Improving ReduceTask data locality for sequential MapReduce jobs
Abstract
Improving data locality for MapReduce jobs is critical for the performance of large-scale Hadoop clusters, embodying the principle of moving computation close to data for big data platforms. Scheduling tasks in the vicinity of stored data can significantly diminish network traffic, which is crucial for system stability and efficiency. Though the issue on data locality has been investigated extensively for MapTasks, most of the existing schedulers ignore data locality for ReduceTasks when fetching the intermediate data, causing performance degradation. This problem of reducing the fetching cost for ReduceTasks has been identified recently. However, the proposed solutions are exclusively based on a greedy approach, relying on the intuition to place ReduceTasks to the slots that are closest to the majority of the already generated intermediate data.
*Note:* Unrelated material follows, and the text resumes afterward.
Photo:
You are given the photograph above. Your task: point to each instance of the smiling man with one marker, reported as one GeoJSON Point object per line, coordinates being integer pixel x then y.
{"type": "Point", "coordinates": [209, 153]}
The consequence is that, in presence of job arrivals and departures, assigning the ReduceTasks of the current job to the nodes with the lowest fetching cost can prevent a subsequent job with even better match of data locality from being launched on the already taken slots. To this end, we formulate a stochastic optimization framework to improve the data locality for ReduceTasks, with the optimal placement policy exhibiting a threshold-based structure. In order to ease the implementation, we further propose a receding horizon control policy based on the optimal solution under restricted conditions. The improved performance is further validated through simulation experiments and real performance tests on our testbed. © 2013 IEEE.